Nine killed in wave of Kashmir violence

ISLAMIC rebels set off an explosion near an army convoy yesterday, wounding 40 Indian soldiers and three civilians in the most visible attack in Kashmir’s summer capital Srinagar since India and Pakistan entered a border truce in the divided province.

Nine killed in wave of Kashmir violence

Nine other people were killed in shootouts elsewhere in Kashmir, taking the death toll to 185 since the two countries entered the November 26 ceasefire that raised hopes for peace in the Himalayan territory.

Rebels triggered the explosives as a bus carrying soldiers passed by on a major highway, said senior police officer Mohammed Amin.

At least 40 troops and three passersby were injured in the blast, which sent the bus crashing into a tree and could be felt two kilometres away, army sources said.

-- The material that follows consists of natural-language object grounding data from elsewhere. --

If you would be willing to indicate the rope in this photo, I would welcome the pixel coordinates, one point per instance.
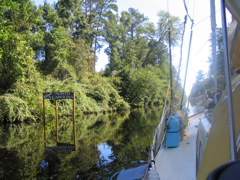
(186, 70)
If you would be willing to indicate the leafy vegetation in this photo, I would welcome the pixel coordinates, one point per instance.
(53, 48)
(204, 83)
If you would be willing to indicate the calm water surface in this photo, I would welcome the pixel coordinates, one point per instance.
(105, 144)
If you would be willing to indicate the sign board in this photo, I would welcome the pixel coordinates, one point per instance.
(61, 149)
(58, 95)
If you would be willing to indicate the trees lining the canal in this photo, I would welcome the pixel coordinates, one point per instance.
(53, 48)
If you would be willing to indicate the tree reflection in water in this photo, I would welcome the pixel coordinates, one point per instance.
(105, 145)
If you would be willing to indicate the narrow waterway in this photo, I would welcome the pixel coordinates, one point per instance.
(105, 145)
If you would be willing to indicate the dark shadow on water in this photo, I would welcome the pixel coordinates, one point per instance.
(105, 144)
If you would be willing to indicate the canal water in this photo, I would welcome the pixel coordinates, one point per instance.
(105, 145)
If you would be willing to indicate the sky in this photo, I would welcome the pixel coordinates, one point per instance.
(199, 10)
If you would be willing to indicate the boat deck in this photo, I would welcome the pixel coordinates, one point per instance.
(180, 163)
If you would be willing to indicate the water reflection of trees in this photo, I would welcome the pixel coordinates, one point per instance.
(22, 146)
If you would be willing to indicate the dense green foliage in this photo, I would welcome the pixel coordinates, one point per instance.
(53, 48)
(204, 83)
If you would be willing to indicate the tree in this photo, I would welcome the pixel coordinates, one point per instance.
(18, 26)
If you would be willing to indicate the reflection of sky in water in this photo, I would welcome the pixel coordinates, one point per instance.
(105, 152)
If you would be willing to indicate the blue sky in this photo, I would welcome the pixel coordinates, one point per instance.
(199, 10)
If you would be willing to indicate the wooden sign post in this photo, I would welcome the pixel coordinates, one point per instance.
(55, 96)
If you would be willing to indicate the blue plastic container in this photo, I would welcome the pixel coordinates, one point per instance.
(173, 132)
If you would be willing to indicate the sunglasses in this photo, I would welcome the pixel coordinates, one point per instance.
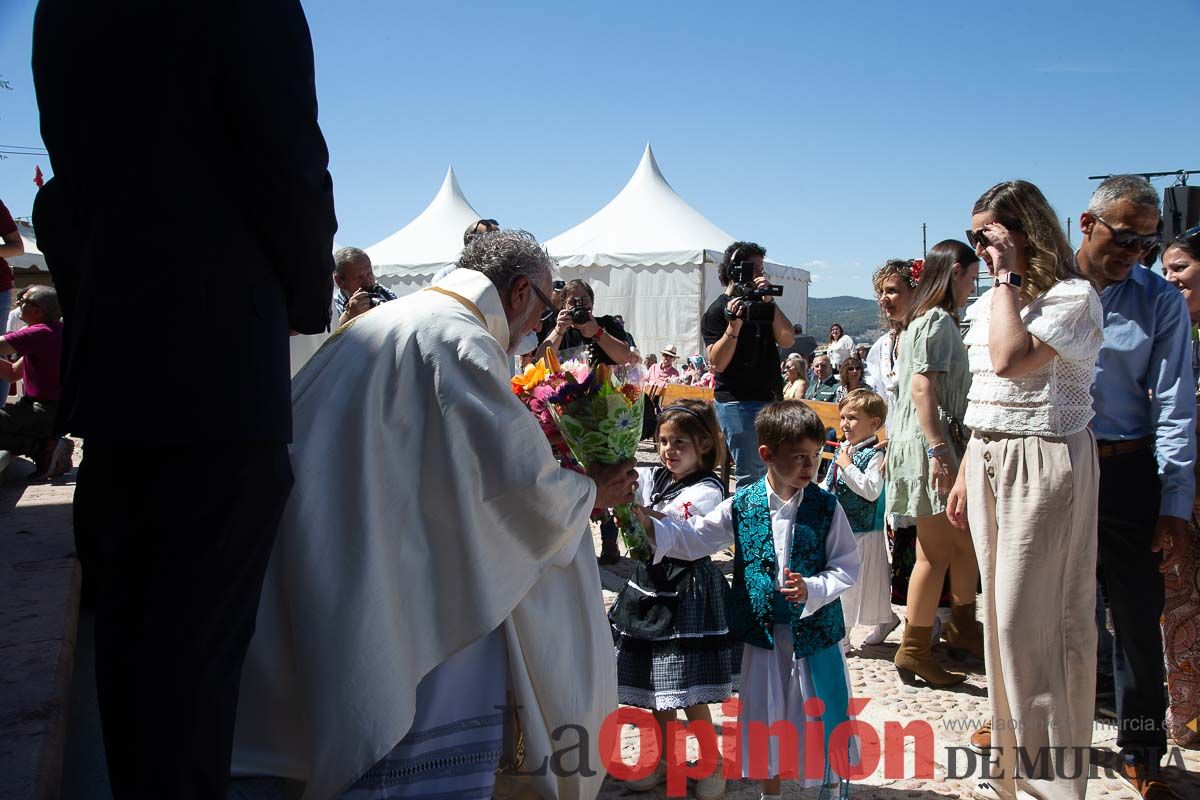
(1129, 240)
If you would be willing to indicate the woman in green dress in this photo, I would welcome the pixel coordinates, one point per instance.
(925, 443)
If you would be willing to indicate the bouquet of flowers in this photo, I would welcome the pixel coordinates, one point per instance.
(592, 415)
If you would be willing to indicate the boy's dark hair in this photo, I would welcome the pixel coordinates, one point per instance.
(744, 250)
(697, 420)
(787, 421)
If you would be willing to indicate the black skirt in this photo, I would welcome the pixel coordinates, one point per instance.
(673, 644)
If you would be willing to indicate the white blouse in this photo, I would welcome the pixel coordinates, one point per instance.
(881, 371)
(1056, 398)
(701, 536)
(696, 500)
(840, 350)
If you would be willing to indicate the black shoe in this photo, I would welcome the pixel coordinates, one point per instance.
(609, 554)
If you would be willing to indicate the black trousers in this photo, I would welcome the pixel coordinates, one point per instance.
(174, 542)
(1133, 589)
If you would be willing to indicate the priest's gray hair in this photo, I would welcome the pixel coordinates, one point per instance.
(505, 256)
(1134, 188)
(347, 257)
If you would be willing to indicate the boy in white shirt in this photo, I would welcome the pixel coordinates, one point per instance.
(795, 555)
(856, 479)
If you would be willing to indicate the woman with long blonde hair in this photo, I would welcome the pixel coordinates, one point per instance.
(1030, 487)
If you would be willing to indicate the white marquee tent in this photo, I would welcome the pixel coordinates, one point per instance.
(33, 258)
(406, 260)
(652, 258)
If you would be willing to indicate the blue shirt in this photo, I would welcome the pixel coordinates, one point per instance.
(1144, 384)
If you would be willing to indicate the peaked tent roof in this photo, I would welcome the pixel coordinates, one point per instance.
(646, 217)
(433, 238)
(33, 258)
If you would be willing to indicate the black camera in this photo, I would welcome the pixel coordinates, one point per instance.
(580, 313)
(377, 295)
(756, 311)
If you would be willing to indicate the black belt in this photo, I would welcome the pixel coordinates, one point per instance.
(1110, 449)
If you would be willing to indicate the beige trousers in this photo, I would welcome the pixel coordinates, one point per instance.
(1032, 507)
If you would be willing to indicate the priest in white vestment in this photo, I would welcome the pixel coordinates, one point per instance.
(432, 560)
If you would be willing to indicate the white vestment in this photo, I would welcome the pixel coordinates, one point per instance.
(427, 511)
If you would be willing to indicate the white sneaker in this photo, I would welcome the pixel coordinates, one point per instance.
(985, 791)
(712, 787)
(881, 631)
(654, 779)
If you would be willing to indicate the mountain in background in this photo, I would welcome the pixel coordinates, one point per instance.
(859, 318)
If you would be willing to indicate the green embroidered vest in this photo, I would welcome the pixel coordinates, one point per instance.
(754, 603)
(859, 511)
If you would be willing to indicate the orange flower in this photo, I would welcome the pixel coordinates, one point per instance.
(533, 374)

The injured soldiers were taken to Srinagar’s army hospital, where the conditions of six were serious, the sources said.

Kashmir’s largest rebel group Hizbul Mujahedin claimed responsibility for the attack.

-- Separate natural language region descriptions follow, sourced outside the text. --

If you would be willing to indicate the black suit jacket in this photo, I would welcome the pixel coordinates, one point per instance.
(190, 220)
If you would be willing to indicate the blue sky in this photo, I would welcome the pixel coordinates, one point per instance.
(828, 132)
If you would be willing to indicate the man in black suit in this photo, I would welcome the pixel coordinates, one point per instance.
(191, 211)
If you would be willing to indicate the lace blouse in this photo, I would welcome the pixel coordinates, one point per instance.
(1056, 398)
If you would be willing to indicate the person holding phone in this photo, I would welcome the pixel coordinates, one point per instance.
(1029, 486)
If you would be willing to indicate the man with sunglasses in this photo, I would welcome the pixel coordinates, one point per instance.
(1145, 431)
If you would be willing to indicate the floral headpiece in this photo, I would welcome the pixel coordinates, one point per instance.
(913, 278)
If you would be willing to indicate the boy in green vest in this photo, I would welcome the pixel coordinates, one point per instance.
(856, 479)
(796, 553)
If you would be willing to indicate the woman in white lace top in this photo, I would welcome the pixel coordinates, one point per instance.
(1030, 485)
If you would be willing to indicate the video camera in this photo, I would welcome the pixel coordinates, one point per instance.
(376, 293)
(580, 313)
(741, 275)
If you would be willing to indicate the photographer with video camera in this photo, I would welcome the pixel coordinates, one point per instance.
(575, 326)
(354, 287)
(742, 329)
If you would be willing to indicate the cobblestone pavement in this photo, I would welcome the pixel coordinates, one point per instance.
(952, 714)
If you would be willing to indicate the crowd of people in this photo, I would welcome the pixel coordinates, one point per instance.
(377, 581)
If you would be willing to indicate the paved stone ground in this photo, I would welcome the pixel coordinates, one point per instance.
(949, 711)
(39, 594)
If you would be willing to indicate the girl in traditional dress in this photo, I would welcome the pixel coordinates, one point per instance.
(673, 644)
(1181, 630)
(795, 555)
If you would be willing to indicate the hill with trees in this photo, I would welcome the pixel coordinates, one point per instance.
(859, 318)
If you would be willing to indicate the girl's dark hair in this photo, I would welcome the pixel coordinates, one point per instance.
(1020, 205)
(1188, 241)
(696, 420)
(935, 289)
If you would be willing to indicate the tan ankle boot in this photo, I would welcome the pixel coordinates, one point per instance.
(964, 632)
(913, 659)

The bus was travelling to Srinagar from the northern town of Baramulla as part of an army convoy, an army officer at the scene of the blast said.

Police said the explosives were kept near a locked shop, which was razed by the impact.

The explosion damaged another army vehicle, several civilian cars and shattered the windows of dozens of shops and houses.

Last week a woman was killed and 10 other people injured in a similar explosion on the same highway.

Both India and rebels say the border truce does not affect their operations inside Indian Kashmir.

Nonetheless, India said on Monday that violence in the province had fallen 32% in the month of the ceasefire compared with the corresponding period last year.

Elsewhere yesterday in Kashmir, an Indian soldier and six Islamic rebels were killed in the southern district of Rajouri in two gun battles, police said.

Two policemen were killed and three others injured in two ambushes by rebels in the Poonch and Udhampur districts, police said.

The nearly 15-year Kashmir separatist insurgency has claimed more than 40,000 lives, according to official figures.

Separatists put the death toll between 80,000 and 100,000.

Meanwhile, Indian Prime Minister Atal Behari Vajpayee is due to make his first trip to Pakistan in four years for a seven-nation South Asian summit that starts Sunday.